Le Central avait bien raison : tous les occupants avaient quitté les lieux. Cependant, deux valises au contenu éparpillé sur le tapis mettaient à mal l’interdiction de toucher les effets personnels. Il rusa pour se frayer un chemin à travers ce champ de culottes, chaussettes, slips et chemises, ainsi qu’une adorable peluche de la mascotte de l’hôtel, pour atteindre le lit. Les draps le couvraient encore, et les chocolats de bienvenue reposaient toujours sur les oreillers. Numéro 4 se contenta de réajuster le linge et augmenta la puissance du recyclage d’air pour bien ventiler la pièce. Un bruit de soufflerie remplaça pendant quelques minutes la quiétude de ces merveilles de technologies parfaites par plusieurs siècles de vie dans l’espace. Exiatis-4 possédait des versions haut de gamme extrêmement silencieuses qui diffusaient en prime une douce senteur boisée. Deux ou trois coups de chiffon et un passage d’aspirateur plus tard, la chambre était terminée. Le robot enchaîna tout naturellement avec la suivante.
De : Unité de ménage numéro 4
À : Système Central
Erreur : Chambre 103 manquante.
Numéro 4, pantois, envoya cette étrange notification au régisseur de la station. La porte ouverte donnait sur un trou béant vers le vide spatial, avec des affaires en apesanteur qui bougeaient au gré de leur inertie. Celles-ci rebondissaient sur le champ de force d’urgence. Numéro 4 nota qu’une bonne partie de la structure manquait. Sans se décontenancer, le Système Central acquitta d’une fin de non-recevoir la remontée d’incident en justifiant qu’il le savait déjà. Les chambres 104 et 105 présentèrent la même problématique.
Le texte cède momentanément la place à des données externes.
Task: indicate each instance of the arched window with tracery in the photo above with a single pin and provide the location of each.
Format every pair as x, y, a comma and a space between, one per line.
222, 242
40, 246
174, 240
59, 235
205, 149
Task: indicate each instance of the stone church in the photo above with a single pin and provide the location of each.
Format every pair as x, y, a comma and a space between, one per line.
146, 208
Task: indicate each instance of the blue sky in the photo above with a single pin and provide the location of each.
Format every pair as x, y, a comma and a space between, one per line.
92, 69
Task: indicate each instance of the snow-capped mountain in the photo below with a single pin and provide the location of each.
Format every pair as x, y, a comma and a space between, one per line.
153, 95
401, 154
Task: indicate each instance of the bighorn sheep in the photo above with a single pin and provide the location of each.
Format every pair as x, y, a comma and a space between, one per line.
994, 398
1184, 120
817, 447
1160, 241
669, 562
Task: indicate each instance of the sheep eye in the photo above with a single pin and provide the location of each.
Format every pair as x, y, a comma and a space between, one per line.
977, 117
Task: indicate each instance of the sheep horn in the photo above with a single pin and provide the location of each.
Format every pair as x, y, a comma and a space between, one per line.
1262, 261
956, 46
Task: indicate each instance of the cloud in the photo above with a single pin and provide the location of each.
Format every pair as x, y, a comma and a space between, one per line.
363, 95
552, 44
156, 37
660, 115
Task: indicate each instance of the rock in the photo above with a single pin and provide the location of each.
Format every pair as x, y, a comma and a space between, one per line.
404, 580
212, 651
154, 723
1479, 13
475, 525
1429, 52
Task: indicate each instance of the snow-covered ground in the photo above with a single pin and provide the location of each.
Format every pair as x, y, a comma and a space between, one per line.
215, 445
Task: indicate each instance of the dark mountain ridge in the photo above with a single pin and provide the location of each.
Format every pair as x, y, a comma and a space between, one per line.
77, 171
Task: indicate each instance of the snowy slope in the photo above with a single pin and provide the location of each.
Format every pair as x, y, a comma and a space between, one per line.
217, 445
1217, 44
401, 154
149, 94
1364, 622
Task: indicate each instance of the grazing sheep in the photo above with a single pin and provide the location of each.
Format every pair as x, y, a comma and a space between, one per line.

Dans la 108, Numéro 4 ne put accomplir sa besogne dans son intégralité. Le Central lui avait bien confirmé l’absence d’occupants humains, mais le robot tomba face à un couple allongé sur le lit. Il était dépourvu de capteurs médicaux et ne pouvait donc pas estimer si leur peau noire craquelée était normale. Le plafond et le mur droit manquants, transpercés par un trou en forme de cercle aux bords brûlés, légèrement vitrifiés, étaient la cause la plus probable de ce désordre. Les corps entremêlés l’un sur l’autre s’enlaçaient et se touchaient. Numéro 4 ne sut trop comment interpréter cette étrange façon de dormir. Une de ses routines analytiques considéra observer les moulures des défunts d’une Pompéi du vingt-cinquième siècle dans un hôtel spatial de grand luxe. Les draps à moitié carbonisés ne pouvaient être changés sans déranger les deux occupants, et Numéro 4 n’osa pas : son programme le lui interdisait. Le robot s’attela donc à la salle de bains : il déposa des serviettes propres, remplit les réservoirs de produits d’hygiène, et nettoya le lavabo ainsi que la baignoire. Il s’excusa de sa voix synthétique monocorde pour avoir incommodé ces deux résidents dans leurs activités. Avant de quitter la chambre, il abandonna deux chocolats sur la table d’entrée.